Indeed, Squeeze’s early, distinctly New Wave singles stand apart from the later ones by virtue of an abundant use of synthesizer effects. Though the instrumentation on “Take Me, I’m Yours” and “Goodbye Girl” ties them firmly to a time and place, the sheer quality of those songs reflects an exuberance and skill, impervious to age.

But the best and most timeless Squeeze songs tell stories, most of them bittersweet reflections on love and marriage. “Up The Junction” and “Labeled with Love” showcase this talent, merging Chris Difford’s gift for literate compactness with Glenn Tilbrook’s buoyant melodies. With “King George Street”, Squeeze turned in perhaps their greatest story-song; one of their most memorable tunes provides the backdrop for a moving tale of alcoholism and separation.

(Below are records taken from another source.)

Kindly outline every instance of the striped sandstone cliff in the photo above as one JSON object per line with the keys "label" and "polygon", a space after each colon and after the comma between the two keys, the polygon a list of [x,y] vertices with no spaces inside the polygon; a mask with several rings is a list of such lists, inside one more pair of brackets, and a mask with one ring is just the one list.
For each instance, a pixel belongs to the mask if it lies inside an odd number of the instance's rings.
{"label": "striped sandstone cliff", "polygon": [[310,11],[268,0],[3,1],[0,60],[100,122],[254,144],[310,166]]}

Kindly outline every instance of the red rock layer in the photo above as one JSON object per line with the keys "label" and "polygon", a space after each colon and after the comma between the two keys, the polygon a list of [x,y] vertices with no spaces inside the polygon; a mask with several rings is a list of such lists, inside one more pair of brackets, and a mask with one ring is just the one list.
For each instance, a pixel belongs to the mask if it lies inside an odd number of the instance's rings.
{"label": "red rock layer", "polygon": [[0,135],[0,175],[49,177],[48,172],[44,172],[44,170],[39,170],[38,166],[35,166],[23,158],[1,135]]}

Greatest Hits also contains plenty of Squeeze’s trademark Beatle-esque lite-rockers. “Another Nail in My Heart” bounces along effortlessly; “Pulling Mussels (From a Shell)”, rife with specifically — and sometimes quizzically — English imagery, virtually defines New Wave classicism.

Glenn Tilbrook’s voice — a smoother McCartney, if such a thing exists — is a double-edged sword: it does well with witty narratives but runs into trouble on the more emotional fare. For example, the tear-jerker “Last Time Forever” winds up sounding measured and dull instead of heartfelt. Likewise, on the faux R&B of “Hourglass”, he comes off as cute rather than clever. Only on the remarkable hit “Tempted”, where Tilbrook duets with on-again/off-again member Paul Carrack, does the band pull off anything resembling soulfulness.

Available in the UK since 1994, Greatest Hits surpasses their previous collection, Singles: 45’s and Under, only because it reproduces that record nearly verbatim, adding a few tracks from later albums and curiously omitting gems such as “If I Didn’t Love You” and “853-5937”. And unfortunately, it falls off in quality toward the end, as commercial obscurity drove the band to write simpler songs and more or less abandon their third-person narratives. For the most part, though, Squeeze operated squarely and expertly within the pop-rock boundaries that their tameness afforded them.

With songwriters as consistently good as Glenn Tilbrook and Chris Difford, a single disc compilation cannot cover all the bases. These 20 tracks instead provide an admirable, but not definitive portrait of a nearly great band.